Steven - you make good points -BUT
If this technology and similar technology had been around for years and matured, this would be a standard. The owner of Sawstop solicited a still unproven technology to the industry and the industry didn't like his terms - because they were absurd. In an "I'll force you to do what I want" episode or tantrum, he went to the govt. and pleaded his case to make his technology the REQUIRED technology. This happened before he had a finished product and from what I hear, there have been more than a few iterations since then.

If the govt had come out and told the industry that they would like a safety device and Gazz had come up with his idea and had a decent price tag to it, things would be different. Gazz threw a temper tantrum and expects everyone to pony up - he can pound salt - and I don't care what he makes.


----------



## Philzoel (Dec 26, 2011)

Thanks Steven.

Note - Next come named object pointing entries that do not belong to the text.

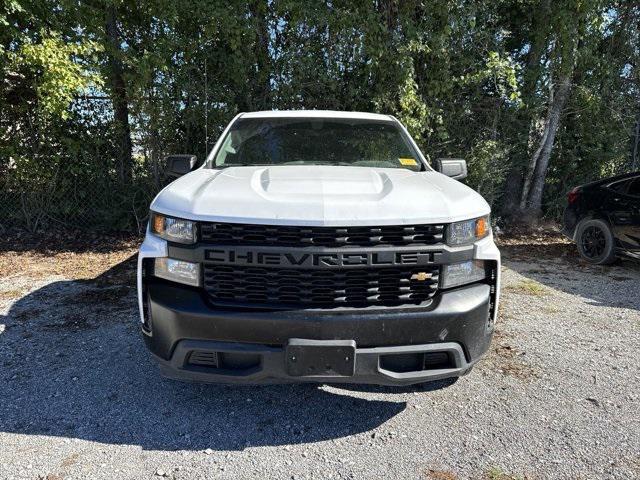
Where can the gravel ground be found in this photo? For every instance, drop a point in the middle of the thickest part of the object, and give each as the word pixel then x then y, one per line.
pixel 557 397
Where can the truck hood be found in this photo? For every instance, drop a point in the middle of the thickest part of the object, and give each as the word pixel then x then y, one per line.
pixel 320 196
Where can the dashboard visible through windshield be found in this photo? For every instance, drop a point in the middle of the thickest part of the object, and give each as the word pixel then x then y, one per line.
pixel 316 141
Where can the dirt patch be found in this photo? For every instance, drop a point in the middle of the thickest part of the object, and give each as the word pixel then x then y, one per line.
pixel 528 287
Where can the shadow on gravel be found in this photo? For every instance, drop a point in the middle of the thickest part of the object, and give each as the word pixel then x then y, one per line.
pixel 73 365
pixel 557 265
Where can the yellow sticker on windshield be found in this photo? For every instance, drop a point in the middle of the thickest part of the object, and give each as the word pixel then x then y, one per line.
pixel 408 162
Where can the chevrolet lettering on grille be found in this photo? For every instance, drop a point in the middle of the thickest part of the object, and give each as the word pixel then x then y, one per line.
pixel 235 256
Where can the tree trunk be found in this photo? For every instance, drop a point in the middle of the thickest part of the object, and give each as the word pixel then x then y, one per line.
pixel 118 91
pixel 532 199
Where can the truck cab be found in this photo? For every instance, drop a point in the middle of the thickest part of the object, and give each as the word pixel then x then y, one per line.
pixel 317 246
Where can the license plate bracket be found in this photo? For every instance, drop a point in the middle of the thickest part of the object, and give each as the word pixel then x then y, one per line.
pixel 320 358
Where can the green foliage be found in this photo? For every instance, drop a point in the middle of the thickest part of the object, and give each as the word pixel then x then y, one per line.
pixel 469 78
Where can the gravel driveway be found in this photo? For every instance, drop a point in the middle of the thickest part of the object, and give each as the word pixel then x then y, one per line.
pixel 557 397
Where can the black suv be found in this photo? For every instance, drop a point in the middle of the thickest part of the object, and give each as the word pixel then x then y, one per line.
pixel 603 218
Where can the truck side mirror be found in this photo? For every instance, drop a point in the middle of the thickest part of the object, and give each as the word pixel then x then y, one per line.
pixel 178 165
pixel 455 168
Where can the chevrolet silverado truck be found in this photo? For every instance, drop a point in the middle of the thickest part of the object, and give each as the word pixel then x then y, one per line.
pixel 317 246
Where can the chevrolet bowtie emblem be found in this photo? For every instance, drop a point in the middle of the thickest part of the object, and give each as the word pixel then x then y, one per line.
pixel 421 276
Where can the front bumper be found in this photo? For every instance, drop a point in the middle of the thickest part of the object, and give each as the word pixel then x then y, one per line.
pixel 392 344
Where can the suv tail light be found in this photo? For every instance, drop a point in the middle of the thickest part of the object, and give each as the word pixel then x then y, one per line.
pixel 573 195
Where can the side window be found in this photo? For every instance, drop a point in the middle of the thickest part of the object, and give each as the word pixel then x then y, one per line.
pixel 634 187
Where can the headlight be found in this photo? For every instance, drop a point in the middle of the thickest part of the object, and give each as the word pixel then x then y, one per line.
pixel 173 229
pixel 461 273
pixel 468 231
pixel 177 271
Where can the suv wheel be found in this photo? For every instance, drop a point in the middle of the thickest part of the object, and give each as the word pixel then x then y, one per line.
pixel 595 242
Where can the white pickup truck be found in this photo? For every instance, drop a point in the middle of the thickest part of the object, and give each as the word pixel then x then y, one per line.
pixel 317 246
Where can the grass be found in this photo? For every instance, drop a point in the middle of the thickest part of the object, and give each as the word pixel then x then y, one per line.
pixel 496 473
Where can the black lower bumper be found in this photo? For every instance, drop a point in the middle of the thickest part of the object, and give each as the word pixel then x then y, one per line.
pixel 195 341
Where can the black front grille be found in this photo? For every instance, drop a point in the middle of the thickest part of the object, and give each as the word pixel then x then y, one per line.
pixel 281 235
pixel 314 288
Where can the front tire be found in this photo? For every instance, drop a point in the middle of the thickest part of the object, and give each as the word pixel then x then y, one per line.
pixel 595 242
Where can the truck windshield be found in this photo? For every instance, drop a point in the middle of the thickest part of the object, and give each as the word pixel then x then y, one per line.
pixel 316 141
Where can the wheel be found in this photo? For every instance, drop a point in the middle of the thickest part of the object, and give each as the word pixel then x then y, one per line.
pixel 595 242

May you have the last say about this. I personally do not care about the politics. That can/will go on forever and never affect me. All I want is a good saw and everyone says SS is one. so….........

My problem now is I *just* bought a Jet 10" proshop about 6 mo ago. What I am now MAD about is I did not know about SawStop then and the Woodcraft guy I trusted did not tell me about it. I am a nubby woodworker and had to trust someone. In fairness to WC guy, He got me best saw for the buck. I wish I had know about this site too. You guys wood have told me RIGHT I am sure.

Will there be retro fits? Are there after market brakes out yet? Can I sell my Jet?


----------



## Philzoel (Dec 26, 2011)

Oh by the way, even as a nubby I know* stopping the blade* will not stop a kickback projectile going at jet speed.

Table saws are dangerous.


----------



## NBeener (Sep 16, 2009)

Phil: there's really nothing else out there, at the moment, that's comparable to the "safety feature" of the SawStop.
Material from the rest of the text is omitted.